Telecom providers are facing stiff competition, price wars and big mergers as they try to grow their customer base in a saturated market. For years, telecom companies have been (and still are) following the same model of vying for customers with lower priced bundles, family plans and introductory discounts, advertising to match competitor’s prices or allowing customers to switch and buy out contracts with competitors.
Add that to the consumers’ insatiable demand for “all-you-can eat” data and you have a true challenge at hand: Today’s consumers are more discerning than ever, use their mobile devices and apps to access over-the-top (OTT) services such as YouTube, Skype, streaming music services or Netflix, and expect their providers to support a “triple play” of technologies: Telephone, television, and Internet.

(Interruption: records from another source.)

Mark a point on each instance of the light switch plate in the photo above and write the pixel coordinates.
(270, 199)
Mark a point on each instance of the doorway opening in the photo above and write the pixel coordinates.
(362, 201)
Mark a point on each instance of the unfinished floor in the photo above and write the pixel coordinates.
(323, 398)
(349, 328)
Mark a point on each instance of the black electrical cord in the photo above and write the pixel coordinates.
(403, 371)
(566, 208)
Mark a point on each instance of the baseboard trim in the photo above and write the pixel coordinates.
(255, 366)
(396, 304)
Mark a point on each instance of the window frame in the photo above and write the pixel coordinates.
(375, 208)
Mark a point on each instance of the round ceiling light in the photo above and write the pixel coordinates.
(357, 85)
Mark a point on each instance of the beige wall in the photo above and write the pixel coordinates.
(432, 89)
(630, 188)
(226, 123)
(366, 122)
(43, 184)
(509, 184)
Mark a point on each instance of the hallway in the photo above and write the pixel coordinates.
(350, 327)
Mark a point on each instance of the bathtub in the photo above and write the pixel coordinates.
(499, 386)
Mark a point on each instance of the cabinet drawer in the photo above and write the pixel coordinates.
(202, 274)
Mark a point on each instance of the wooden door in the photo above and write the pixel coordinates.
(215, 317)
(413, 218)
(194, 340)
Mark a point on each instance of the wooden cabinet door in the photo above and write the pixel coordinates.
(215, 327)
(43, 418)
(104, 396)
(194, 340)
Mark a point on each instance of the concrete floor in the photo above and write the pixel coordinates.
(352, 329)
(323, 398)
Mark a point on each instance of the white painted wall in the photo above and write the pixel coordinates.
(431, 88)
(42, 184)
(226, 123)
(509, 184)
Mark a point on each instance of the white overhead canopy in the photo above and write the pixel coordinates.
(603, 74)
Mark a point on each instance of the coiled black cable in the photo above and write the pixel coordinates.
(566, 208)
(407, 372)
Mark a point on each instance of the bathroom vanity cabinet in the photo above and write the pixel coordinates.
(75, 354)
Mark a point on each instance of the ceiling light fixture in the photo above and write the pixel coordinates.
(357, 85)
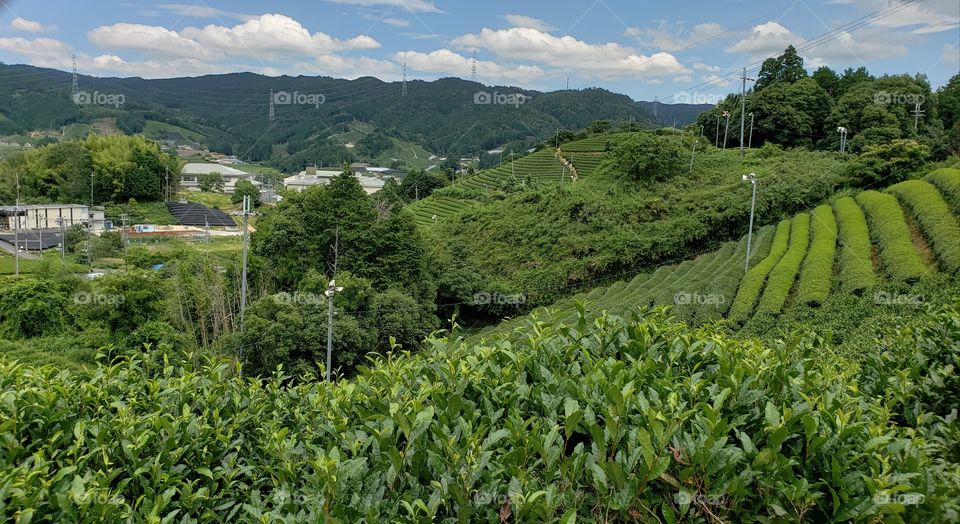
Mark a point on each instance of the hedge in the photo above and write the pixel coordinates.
(724, 284)
(933, 214)
(889, 229)
(784, 274)
(753, 281)
(854, 257)
(948, 181)
(817, 274)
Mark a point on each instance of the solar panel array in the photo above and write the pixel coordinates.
(193, 214)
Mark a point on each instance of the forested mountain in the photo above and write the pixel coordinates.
(449, 116)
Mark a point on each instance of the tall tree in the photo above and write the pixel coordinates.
(787, 67)
(827, 79)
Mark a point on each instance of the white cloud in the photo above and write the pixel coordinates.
(700, 66)
(569, 54)
(396, 22)
(449, 63)
(48, 52)
(417, 6)
(766, 39)
(528, 21)
(150, 40)
(928, 16)
(22, 24)
(272, 35)
(950, 55)
(202, 11)
(670, 38)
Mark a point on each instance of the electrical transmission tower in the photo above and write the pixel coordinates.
(76, 85)
(473, 66)
(743, 106)
(917, 113)
(271, 106)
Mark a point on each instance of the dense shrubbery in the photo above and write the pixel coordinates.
(888, 163)
(890, 232)
(817, 275)
(854, 257)
(934, 216)
(121, 168)
(646, 157)
(630, 420)
(753, 281)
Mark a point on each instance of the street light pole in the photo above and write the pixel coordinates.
(332, 289)
(16, 230)
(726, 128)
(752, 177)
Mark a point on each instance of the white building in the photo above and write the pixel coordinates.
(321, 177)
(192, 171)
(52, 216)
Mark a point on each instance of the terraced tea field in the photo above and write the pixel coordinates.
(912, 227)
(541, 166)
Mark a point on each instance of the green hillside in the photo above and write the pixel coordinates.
(799, 264)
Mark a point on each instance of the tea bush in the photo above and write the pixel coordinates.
(947, 180)
(752, 283)
(633, 419)
(889, 229)
(784, 274)
(817, 274)
(933, 214)
(856, 266)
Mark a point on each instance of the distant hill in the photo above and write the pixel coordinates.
(230, 113)
(667, 114)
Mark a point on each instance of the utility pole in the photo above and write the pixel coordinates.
(16, 231)
(917, 113)
(332, 290)
(726, 128)
(243, 272)
(694, 152)
(743, 106)
(716, 140)
(752, 177)
(63, 241)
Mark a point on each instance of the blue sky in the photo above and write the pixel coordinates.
(679, 51)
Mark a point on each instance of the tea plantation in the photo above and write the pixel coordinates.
(616, 419)
(799, 263)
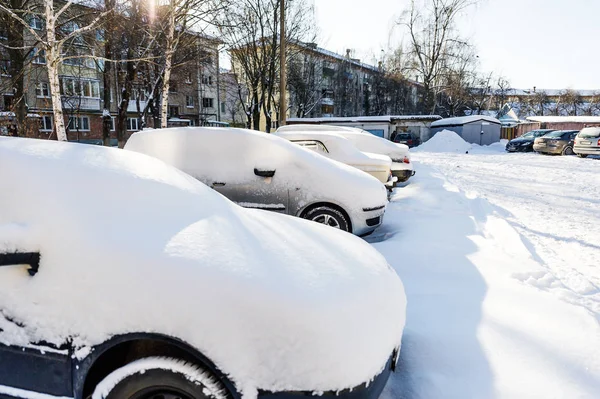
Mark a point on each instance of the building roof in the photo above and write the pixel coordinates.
(463, 120)
(565, 119)
(364, 119)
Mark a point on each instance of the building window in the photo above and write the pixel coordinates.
(208, 102)
(46, 123)
(5, 67)
(132, 124)
(36, 23)
(42, 90)
(39, 56)
(83, 88)
(79, 123)
(189, 101)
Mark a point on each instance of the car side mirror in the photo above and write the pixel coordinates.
(21, 258)
(264, 173)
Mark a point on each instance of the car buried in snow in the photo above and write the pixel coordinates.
(122, 277)
(558, 142)
(336, 147)
(525, 142)
(401, 167)
(258, 170)
(587, 142)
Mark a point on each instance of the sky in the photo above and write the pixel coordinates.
(549, 44)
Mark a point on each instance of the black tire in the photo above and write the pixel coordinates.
(568, 150)
(329, 216)
(159, 377)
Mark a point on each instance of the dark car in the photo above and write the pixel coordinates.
(525, 142)
(408, 139)
(558, 142)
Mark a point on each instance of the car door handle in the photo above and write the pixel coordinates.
(22, 258)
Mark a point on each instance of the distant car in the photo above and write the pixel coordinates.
(525, 142)
(407, 139)
(335, 146)
(556, 142)
(124, 278)
(401, 168)
(263, 171)
(587, 142)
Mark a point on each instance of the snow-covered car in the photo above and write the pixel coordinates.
(335, 146)
(558, 142)
(587, 142)
(258, 170)
(364, 141)
(123, 277)
(525, 142)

To stay profitable, increase margins, conversion, and ARPU (average revenue per user) in this mature market with flat growth, telecom companies will have to figure out how they can
- differentiate products and services
- monetize the delivery of these (new) services
- and most crucially: attract less price sensitive consumers who value these added value services and outstanding customer experiences
So how do you go about doing that?
Mind you, Customer Confusion Limits the Appeal of new Services
Most telecom companies feature large catalogues to provide targeted and personalized products or service offerings for each consumer and help maximize revenues. It create a huge sales complexity that could make any sales department cringe.
While consumers want more choice and expect their provider to offer products and services that fit their lifestyle to a T, they also want to understand what they are committing to. Anyone who ever wanted to sign up for a new mobile plan will confirm this: It’s just really easy to get confused. Not only do excessive M&A’s in the industry make it hard for consumers to differentiate between brands, picking a new provider also means diving into a complex decision-set of available smartphones, operating systems, features, data plans, storage, internet speed tiers, SMS packages and voice limits. It’s confusopoly for many consumers!
The current state of the telecom industry leaves them often feeling overwhelmed and wary. Many service offerings sound the same and consumers are leery that some pricing options (e.g., free minutes, unlimited data, various cap plans) are too good to be true.
Research by EY on the Top 10 risks in telecommunications shows that a significant proportion of consumers does not understand their mobile tariffs. As there is a positive correlation between the tariff understanding and the willingness to try our new services, telecom providers are best advised to reduce customer confusion and make the tariff selection process as smooth and hassle-free as possible if they want to attract new customers.
In their study about “Consumer Decision-Making in Telecommunications” Deakin University found that the plethora of options and bundles offered by telecommunication providers leads to stress, frustration, confusion, as well as indecision and inertia:
- Participants expressed a broad frustration and disappointment with the way in which the telco sector communicated to them. Some simply felt that the sector relied on “information overload” as part of its business model.
- All participants experienced confusion as a result, amongst other factors, of the jargon used by telecom companies.
- Many of the participants expressed difficulty in comparing telecommunications products; some used strategies to avoid actually comparing (and purchasing) products, such as postponing purchases.
- Other participants were happy to rely on recommendations from telco salespeople simply because they wished to avoid the effort involved in processing the copious amounts of information provided to them.
- Participants, especially those more vulnerable in the market, highly valued advice received from those in their social networks.
- Participants used a range of coping strategies when dealing with choice, including delegating decision-making to others or relying on simple psychological shortcuts such as brand loyalty
These are 3 things telecom companies must do to avoid confusing online consumers and increase their chances to convert visitors and upsell:
1) Strive for understanding customer preference first: What do they want, need and expect?
2) Offer flexible, customer specific bundles: This will help customers obtain the services they want without paying for what they don’t want
3) Complex data plan guidance: data plans are hard to understand so buyers need to have someone walk them through
For example, engage a customer visiting your online store in search for a mobile package, ask them questions to understand what they are interested in, guide them through the relevant contract options without getting too technical, translate plans into needs and terms they will understand, and finally present them with a selected list of available bundles according to their choice. Sounds like what any good salesperson would do.
If done well, this guided approach will help you attract new customers, increase chances to upsell and convert visitors.
UPC Cablecom does a great job of walking customers through their offer. They leverage the experience of their customer service staff to offer buyers a personalized purchasing experience by integrating an engaging, guided product and plan advisors. It helps UPC make sure their visitors feel they’re getting a product that is tailored to their specific needs, without overwhelming them or risking loosing them as they get frustrated by combing through the whole catalogue in search for the best plan.
The field of telecommunications is changing rapidly and telecom companies need to be on top of their game to maintain competitive advantage in today’s market. Aim for simplicity and reduce customer confusion and you’ll help potential new customers choose you over the competition.